How to encrypt data in Kafka without piling up tech debt?

How to encrypt data in Kafka without piling up tech debt?

Kafka excels at moving data in-transit, but not so much about protecting data at rest. Let's delve into the current state of affairs exploring a typical scenario you may find in your organization, and our solutions to this challenge.

Florent Ramière

5 juin 2023

Kafka: from Technical POC to Serious Business.

Picture this: Kafka, an exceptional platform that enables seamless data sharing across an entire enterprise. It all starts innocently enough, with a team tackling a simple use case - perhaps log management or telemetry.

As their confidence grows and their proficiency in Kafka deepens, it's time to level up. The stakes increase as the team moves onto business applications, a progression that's especially rapid if your Kafka is cloud-based.

Then, because you are a serious business: it's time to tackle the security of your data.

  • Data privacy

  • Regulations

  • Data leakages

  • Cyber-threat

  • Phishing

  • ...

There are so many reasons to encrypt data!

The Kafka Paradox: Stellar in Transit, Struggles at Rest.

Kafka excels in securing network communications with TLS or mTLS, setting up a fortress-like security system for your data during transit.

However, it falls short when it comes to data encryption, at the field-level, leaving your Personally Identifiable Information (PII) or General Data Protection Regulation (GDPR) data potentially exposed.

Encryption can also be your secret weapon in managing data repudiation within regulated environments. You can encrypt your data, and if there's a need to delete data, you can simply discard the key. This is what we call: Crypto Shredding!

Before this, engineers were duplicating data in new topics by building simple Spring Boot or Kafka Streams applications, just to remove the fields another team was not supposed to access. This need is gone now: the original topic is the single source of truth and the teams can wholly capitalize on the write-once/read-many pattern (Produce once — Consume many times).
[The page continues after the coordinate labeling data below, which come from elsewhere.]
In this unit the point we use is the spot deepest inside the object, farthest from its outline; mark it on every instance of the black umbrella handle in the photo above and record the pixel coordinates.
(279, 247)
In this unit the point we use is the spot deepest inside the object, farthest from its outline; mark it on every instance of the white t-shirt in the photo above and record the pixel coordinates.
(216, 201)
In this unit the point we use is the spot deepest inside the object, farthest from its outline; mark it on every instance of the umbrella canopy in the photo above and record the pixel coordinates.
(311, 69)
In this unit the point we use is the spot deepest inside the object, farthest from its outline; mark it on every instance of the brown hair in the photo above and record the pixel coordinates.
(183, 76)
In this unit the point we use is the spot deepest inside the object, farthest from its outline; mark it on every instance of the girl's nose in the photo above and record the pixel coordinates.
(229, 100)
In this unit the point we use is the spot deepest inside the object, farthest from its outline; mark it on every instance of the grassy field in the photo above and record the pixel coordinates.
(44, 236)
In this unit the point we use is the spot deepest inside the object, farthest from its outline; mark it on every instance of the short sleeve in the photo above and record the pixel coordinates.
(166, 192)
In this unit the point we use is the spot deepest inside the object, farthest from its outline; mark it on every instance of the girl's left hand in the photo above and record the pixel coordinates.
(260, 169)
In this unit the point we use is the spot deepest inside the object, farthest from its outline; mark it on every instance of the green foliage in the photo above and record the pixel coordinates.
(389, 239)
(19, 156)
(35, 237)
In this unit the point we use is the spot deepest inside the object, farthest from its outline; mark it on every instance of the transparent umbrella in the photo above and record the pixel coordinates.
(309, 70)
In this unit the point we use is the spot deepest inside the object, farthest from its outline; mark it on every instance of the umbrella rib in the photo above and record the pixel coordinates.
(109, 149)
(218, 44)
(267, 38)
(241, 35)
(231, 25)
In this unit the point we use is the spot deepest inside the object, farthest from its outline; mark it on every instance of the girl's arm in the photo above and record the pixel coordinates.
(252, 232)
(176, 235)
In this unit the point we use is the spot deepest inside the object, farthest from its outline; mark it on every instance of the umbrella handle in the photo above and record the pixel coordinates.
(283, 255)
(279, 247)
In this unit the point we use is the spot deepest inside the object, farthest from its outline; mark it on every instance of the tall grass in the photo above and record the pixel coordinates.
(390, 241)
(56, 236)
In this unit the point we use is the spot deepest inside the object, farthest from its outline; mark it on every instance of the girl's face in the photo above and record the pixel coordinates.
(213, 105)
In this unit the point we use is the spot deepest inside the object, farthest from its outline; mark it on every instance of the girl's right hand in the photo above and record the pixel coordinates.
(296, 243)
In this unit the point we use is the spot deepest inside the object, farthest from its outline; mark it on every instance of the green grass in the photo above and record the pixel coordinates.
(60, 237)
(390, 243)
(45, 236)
Each consumer application can be customized with varying visibility levels: you could either:

  • view the data with the encrypted field

  • or see partially decrypted data

  • or even fully decrypted data

In the end, this gap of not having native encryption in the Kafka Security model cannot be overlooked. When protecting sensitive data, field-level encryption is not just a luxury: it's a necessity, a requirement. It's the shield you need to safeguard your data from unauthorized access or breaches.

You must to equip yourself with the right tools to ensure comprehensive data security. As data continues to grow in importance and regulatory requirements become ever more stringent, effective field-level encryption is no longer optional — it's a must.

Time to Encrypt! From POC to Enterprise-Wide Adoption

Your CSO gave you a new mission: he will define some fields to be encrypted, and you must ensure the encryption and decryption of these fields are flawless in how your enterprise work with data. You are an advanced Software Engineer, time to write a library in Java!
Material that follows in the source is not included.